Warmtegeleiding
Warmtegeleiding (of thermische geleiding) is de verplaatsing van warmte van een voorwerp naar een ander voorwerp dat een andere temperatuur heeft wanneer zij elkaar aanraken. Wij kunnen bijvoorbeeld onze handen verwarmen door hete waterflessen aan te raken. Wanneer de koude handen de heetwaterfles aanraken, stroomt de warmte van het hetere voorwerp (de heetwaterfles) naar het koudere voorwerp (de hand). Mensen maken dingen met verschillende thermische geleidbaarheid, bijvoorbeeld kookgerei om dingen te verwarmen of geïsoleerde recipiënten om hete dingen warm te houden of koude dingen koud.
Andere manieren om warmte over te brengen zijn door thermische straling en/of convectie. Gewoonlijk vinden meer dan een van deze processen tegelijkertijd plaats.
Als we een heetwaterkruik aanraken, krijgen we warmte door geleiding.
Microscopische verklaring
In de atoomtheorie zijn vaste stoffen, vloeistoffen en gassen gemaakt van kleine deeltjes die "atomen" worden genoemd. De temperatuur van het materiaal meet hoe snel de atomen bewegen en de warmte meet de totale hoeveelheid energie als gevolg van de trilling van de atomen.
Er kan sprake zijn van geleiding wanneer een deel van een materiaal wordt verwarmd. De atomen in dit deel gaan sneller trillen en hebben meer kans om hun buren te raken. Door de botsingen gaan die atomen ook sneller bewegen, waardoor de warmte-energie aan hen wordt doorgegeven. Op deze manier verplaatst de energie zich door de vaste stof. (Een beetje zoals energie langs een stel tuimelende dominostenen gaat).

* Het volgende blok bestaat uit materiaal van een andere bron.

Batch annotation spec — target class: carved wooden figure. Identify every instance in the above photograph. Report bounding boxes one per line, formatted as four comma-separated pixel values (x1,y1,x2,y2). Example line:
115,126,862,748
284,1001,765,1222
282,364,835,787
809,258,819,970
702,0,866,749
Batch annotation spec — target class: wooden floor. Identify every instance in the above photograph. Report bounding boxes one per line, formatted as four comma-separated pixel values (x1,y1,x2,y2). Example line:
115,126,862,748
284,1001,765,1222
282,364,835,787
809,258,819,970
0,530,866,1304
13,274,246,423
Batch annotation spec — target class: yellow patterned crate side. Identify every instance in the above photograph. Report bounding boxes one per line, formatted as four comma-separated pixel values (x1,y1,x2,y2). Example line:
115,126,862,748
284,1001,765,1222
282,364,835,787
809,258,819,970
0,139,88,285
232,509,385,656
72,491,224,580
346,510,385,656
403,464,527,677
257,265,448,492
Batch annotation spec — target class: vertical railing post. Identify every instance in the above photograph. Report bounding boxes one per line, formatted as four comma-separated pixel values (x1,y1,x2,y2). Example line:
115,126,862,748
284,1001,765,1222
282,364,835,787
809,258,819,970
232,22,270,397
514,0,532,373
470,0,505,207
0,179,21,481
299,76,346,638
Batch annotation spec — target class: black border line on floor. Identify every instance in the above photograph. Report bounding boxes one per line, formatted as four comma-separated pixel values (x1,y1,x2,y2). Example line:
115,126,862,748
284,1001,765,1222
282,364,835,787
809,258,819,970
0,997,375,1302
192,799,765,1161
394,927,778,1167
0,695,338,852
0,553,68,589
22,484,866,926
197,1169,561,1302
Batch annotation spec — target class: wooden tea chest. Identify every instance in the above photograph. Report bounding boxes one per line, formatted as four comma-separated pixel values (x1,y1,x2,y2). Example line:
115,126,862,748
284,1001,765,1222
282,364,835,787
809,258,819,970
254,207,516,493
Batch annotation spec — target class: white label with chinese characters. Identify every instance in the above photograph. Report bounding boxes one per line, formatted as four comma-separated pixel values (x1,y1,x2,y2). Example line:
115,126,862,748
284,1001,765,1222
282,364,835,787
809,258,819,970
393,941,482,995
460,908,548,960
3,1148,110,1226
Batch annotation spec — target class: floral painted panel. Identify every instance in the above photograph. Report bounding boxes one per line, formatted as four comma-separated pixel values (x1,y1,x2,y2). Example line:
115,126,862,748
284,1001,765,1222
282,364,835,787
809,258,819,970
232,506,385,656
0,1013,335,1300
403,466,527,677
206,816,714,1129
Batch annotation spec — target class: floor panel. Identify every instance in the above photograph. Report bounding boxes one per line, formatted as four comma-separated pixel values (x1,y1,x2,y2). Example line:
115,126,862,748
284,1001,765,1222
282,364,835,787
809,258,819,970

Het atoombeeld helpt ook verklaren waarom geleiding belangrijker is in vaste stoffen: in vaste stoffen zitten de atomen dicht bij elkaar en kunnen ze niet bewegen. In vloeistoffen en gassen kunnen de deeltjes langs elkaar heen bewegen, zodat de botsingen minder vaak voorkomen.
Wet van warmtegeleiding
De wet van de warmtegeleiding, ook bekend als de wet van Fourier, houdt in dat de snelheid, in de tijd, van de warmteoverdracht door een materiaal evenredig is met de negatieve gradiënt in de temperatuur en met het gebied loodrecht op die gradiënt, waardoor de warmte stroomt:
∂ Q ∂ t = - k ∮ S ∇ T ⋅ d S {\displaystyle {\frac {Q}{{partiële t}}=-k
waar:
Q de hoeveelheid overgedragen warmte is, en
t is de tijd die nodig is, en
k de warmtegeleidingscoëfficiënt van het materiaal is en
S de oppervlakte is waar de warmte doorheen stroomt, en
T is de temperatuur.
De warmtegeleidingscoëfficiënt varieert gewoonlijk met de temperatuur, maar bij sommige courante materialen kan de variatie klein zijn, over een aanzienlijk temperatuurbereik.
Lineaire warmtestroom
Vragen en antwoorden
V: Wat is warmtegeleiding?
A: Warmtegeleiding is de overdracht van warmte tussen twee voorwerpen van verschillende temperatuur wanneer ze met elkaar in contact komen.
V: Kan warmtegeleiding plaatsvinden tussen voorwerpen van dezelfde temperatuur?
A: Nee, warmtegeleiding treedt alleen op tussen voorwerpen met verschillende temperaturen.
V: Wat is een voorbeeld van warmtegeleiding?
A: Een voorbeeld van warmtegeleiding is het opwarmen van je handen door een warmwaterkruik aan te raken. Wanneer de koudere handen in contact komen met de warmere waterfles, stroomt er warmte van het warmere voorwerp naar het koudere.
V: Wat zijn enkele materialen met een verschillend warmtegeleidingsvermogen?
A: Kookgerei kan gemaakt zijn van materialen met verschillende thermische geleidbaarheid, net als geïsoleerde containers voor warme of koude voorwerpen.
V: Zijn er naast geleiding nog andere manieren om warmte over te dragen?
A: Ja, warmte kan ook worden overgedragen door straling en convectie.
V: Gebeuren alle warmteoverdrachtsprocessen afzonderlijk?
A: Nee, meestal vinden meer dan één van deze warmteoverdrachtsprocessen (geleiding, straling en convectie) tegelijkertijd plaats.
V: Kan warmteoverdracht plaatsvinden in een vacuüm?
A: Ja, warmteoverdracht door straling kan plaatsvinden in een vacuüm. Zo bereikt de warmte van de zon de aarde.